Does that mean sleeping in is really the best way to tag a big buck? Don’t get your hopes too high
Deer usually move best a few hours after daylight, once the frost has burned away. But there are always exceptions to the rule. Image by John Hafner
Do you really need to wake up at 4 a.m. to be in your deer stand an hour before daylight? That’s been the standard advice for as long as I can remember. You climb in early and get settled so you’re waiting in ambush when deer start ambling back to their bedding areas from major food sources at daybreak.
It’s the perfect plan that I’ve almost never seen work. I’ve shot a lot of deer during morning hunts, including several of my biggest bucks. But most of them have been taken at least a couple of hours after sunrise. In fact, I’ve noticed and long believed that morning movement is at its best just as the sun begins burning the frost away, and for an hour or two after that. Deer not only stand up and move around, but I’ve seen plenty of them go to major food sources and feed. Major feeding behavior doesn’t all happen at night.
The Pennsylvania Deer-Forest Study seems to validate those observations. It monitored movements of 1,120 whitetails (274 bucks) through 10 years with GPS collars, and it showed that most deer are indeed bedded soon after daylight. This article in Lancaster Online summarizes many of the study’s most interesting findings, including that peak morning movement for deer was around 10 a.m.
Ten o’clock is later in the morning than I’ve seen, but the takeaway point is that if you’re climbing into the stand before daylight betting to see deer in the first few legal minutes, you might be using a flawed strategy — particularly if you’re getting bored and climbing down at, say, 9 a.m.
CONTEXT FOR MORNING MOVEMENT
Sometimes, I think deer studies like this make it easy for an outdoor writer to pen a catchy blog or record a podcast, but they don’t always help you as a hunter. Truth is, for everything you believe about deer behavior, there’s probably some study published to validate it or prove you wrong. For example, I think moon phase and weather affect whitetail movement a great deal. Some whitetail biologists I respect say they do not. I figure biologists can be wrong, too.
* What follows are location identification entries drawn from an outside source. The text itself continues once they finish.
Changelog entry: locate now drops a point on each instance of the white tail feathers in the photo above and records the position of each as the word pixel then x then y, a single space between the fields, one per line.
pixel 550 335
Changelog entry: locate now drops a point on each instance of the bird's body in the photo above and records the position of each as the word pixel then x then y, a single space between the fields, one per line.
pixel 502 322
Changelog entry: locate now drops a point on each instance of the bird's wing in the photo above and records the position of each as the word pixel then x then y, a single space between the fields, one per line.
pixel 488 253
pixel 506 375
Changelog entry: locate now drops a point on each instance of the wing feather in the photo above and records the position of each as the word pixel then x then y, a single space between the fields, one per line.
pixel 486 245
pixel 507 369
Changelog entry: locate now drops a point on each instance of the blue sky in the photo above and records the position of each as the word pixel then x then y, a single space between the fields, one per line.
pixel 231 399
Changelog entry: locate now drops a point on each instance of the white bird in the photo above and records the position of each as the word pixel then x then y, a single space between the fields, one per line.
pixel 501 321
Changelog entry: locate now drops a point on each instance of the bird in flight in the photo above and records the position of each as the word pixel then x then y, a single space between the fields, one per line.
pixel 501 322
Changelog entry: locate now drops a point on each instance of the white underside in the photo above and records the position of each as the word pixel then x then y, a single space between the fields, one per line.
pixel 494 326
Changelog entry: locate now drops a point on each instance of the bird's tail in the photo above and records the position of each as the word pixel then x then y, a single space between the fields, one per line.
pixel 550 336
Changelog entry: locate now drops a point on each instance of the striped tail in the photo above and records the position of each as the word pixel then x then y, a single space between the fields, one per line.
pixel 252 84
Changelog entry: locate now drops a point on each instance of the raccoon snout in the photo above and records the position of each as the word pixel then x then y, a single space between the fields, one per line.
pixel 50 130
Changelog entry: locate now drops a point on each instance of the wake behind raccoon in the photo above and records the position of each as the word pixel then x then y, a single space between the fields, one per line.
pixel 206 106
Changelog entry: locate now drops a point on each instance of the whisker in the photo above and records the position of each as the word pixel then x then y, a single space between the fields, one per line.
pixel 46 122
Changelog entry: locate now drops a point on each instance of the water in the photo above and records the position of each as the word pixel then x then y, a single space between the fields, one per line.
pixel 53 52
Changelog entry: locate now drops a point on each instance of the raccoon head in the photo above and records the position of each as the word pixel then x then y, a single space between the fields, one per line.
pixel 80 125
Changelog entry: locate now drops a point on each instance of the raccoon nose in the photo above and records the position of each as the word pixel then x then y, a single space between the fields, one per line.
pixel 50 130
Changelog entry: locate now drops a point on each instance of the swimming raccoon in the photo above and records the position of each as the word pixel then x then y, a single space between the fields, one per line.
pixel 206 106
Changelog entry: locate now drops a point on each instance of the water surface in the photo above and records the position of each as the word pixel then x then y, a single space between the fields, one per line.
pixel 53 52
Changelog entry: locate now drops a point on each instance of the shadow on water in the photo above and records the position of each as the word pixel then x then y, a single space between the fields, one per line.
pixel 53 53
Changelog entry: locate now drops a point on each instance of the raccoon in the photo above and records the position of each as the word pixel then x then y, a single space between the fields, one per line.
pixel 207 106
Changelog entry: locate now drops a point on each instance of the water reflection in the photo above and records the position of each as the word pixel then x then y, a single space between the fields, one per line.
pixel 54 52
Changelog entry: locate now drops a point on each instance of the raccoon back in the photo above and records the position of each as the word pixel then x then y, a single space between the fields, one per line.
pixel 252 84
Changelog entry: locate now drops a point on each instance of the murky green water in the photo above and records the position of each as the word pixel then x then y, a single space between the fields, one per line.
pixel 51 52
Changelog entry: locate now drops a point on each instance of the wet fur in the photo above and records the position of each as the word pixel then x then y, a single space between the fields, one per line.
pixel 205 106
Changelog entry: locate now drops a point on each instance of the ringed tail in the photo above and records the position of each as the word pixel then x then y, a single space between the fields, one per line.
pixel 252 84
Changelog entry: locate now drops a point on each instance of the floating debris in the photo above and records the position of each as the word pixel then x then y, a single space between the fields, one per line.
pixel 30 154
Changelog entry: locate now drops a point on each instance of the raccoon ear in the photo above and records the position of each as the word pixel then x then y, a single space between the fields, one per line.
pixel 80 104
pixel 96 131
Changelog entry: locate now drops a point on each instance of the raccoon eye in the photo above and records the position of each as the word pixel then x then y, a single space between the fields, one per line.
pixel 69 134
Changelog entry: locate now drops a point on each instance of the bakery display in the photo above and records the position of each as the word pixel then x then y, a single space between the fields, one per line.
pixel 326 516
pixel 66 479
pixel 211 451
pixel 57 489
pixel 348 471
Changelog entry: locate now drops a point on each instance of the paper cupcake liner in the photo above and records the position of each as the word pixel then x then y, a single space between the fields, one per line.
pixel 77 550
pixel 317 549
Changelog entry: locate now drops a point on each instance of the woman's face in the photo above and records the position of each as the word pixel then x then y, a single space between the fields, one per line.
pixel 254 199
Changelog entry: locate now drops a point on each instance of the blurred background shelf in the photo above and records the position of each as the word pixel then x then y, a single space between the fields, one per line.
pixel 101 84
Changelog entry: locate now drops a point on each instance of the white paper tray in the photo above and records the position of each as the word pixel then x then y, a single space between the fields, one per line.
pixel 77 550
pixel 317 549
But here, we’re talking about morning movement, and how a study seems to validate what I’ve often noticed during my morning hunts: That deer move best soon after the sun burns away the frost. Because I don’t know all the context for that 10-year study, though, I should add context for my observations.
For starters, I seldom hunt mornings until about Halloween, after which I rarely skip a morning until my buck tag is filled. In late fall, a good bit of that morning movement is influenced by the rut and, of course, the weather (there I go again, doubting the science and saying weather matters). Deer seem to move really well on clear, frosty mornings, and especially so for a couple of hours as the sun is burning the frost away.
Up in Pennsylvania, it sounds like that happens at about 10 a.m.
That’s good to know in November, but what about the early season? The few opportunities I’ve had at mature bucks during morning hunts in September and early October have been within an hour after daybreak. I’ve killed some mid-morning does in the early season, but typically, the action is finished by 9 a.m. Perhaps there’s no study to say as much, but I know what I’ve seen. So, I like to bank my sleep during early fall because I know I’ll be behind on it come November.
BUT WAIT, THE STUDY!
Why not sleep in a bit in November, too, given what I’ve seen, what this study says about morning movement, and what I’ve just written? According to the Lancaster Online article, one of the researchers involved in the study even said, “Rifle hunters rejoice, you too can spend an extra hour or two in that nice, cozy, warm bed.”
That sounds like a great plan, but then I think about the time I was waiting in a creek bottom before daybreak, just off the edge of a Missouri hayfield. It was a few days before Thanksgiving, and I’d snuck in well before daylight and taken a seat with my back against a poplar tree, and .308 across my lap.
In the first minutes of legal light, I could just see enough to pick out a large deer slinking past me at 30 yards. When I put my scope on him, I knew I was looking at a hell of a buck. Had I slept in, or had I been a little late setting up, I’d have likely spooked that deer.
He’s on my wall instead, with a big drop-tine that reminds me to get out of bed. Maybe the deer will move best later in the morning — but not every big buck follows the latest study.